Leading song lyrics site Genius.com has accused Google of stealing its content and publishing it in search results.
A report was published in the Wall Street Journal over the weekend which contains evidence to back up the accusations.
Complaints from Genius against Google date back several years, as Google was first notified in 2017 that transcriptions copied from Genius appeared in search results.
Genius sent a letter to Google again in April before reaching out to the Wall Street Journal.
Details provided to the Wall Street Journal revealed how Google was literally caught “red-handed”:
“Starting around 2016, Genius said, the company made a subtle change to some of the songs on its website, alternating the lyrics’ apostrophes between straight and curly single-quote marks in exactly the same sequence for every song.
When the two types of apostrophes were converted to the dots and dashes used in Morse code, they spelled out the words “Red Handed.””

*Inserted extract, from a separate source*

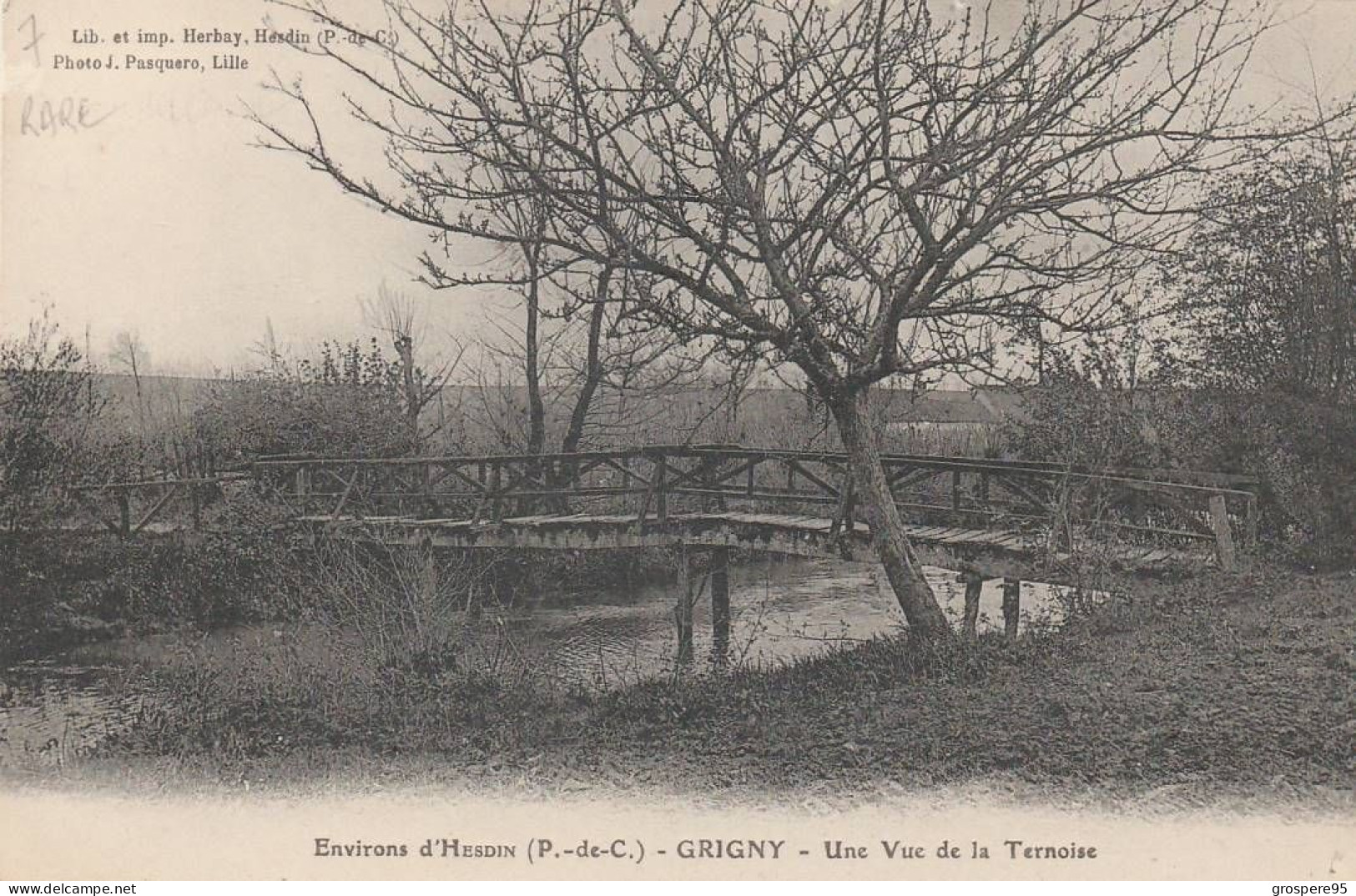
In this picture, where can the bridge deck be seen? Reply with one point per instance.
(774, 533)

Genius discovered that lyrics with its unique series of apostrophes also appeared in Google’s search results, which the Wall Street Journal verified:
“The Journal randomly chose three of the more than 100 examples Genius says it found of songs on Google containing these watermarks, and verified the pattern of apostrophes was the same.”
Google denies that it knowingly copied lyrics from Genius and says it’s investigating the issue.
Regardless of whether the accusations from Genius hold water, it would be difficult to fight a legal battle due to the fact that Genius doesn’t own the copyright to the lyrics it publishes.
At the very least, Genius is bringing to light an issue that impacts many publishers on the web.
It’s an increasingly common complaint that Google’s rich snippets and information boxes take traffic away from the original publishers.
A high profile publication like the Wall Street Journal reporting on this issue will certainly help bring more attention to it.
I imagine there will be more to follow on this story once Google’s investigations are complete.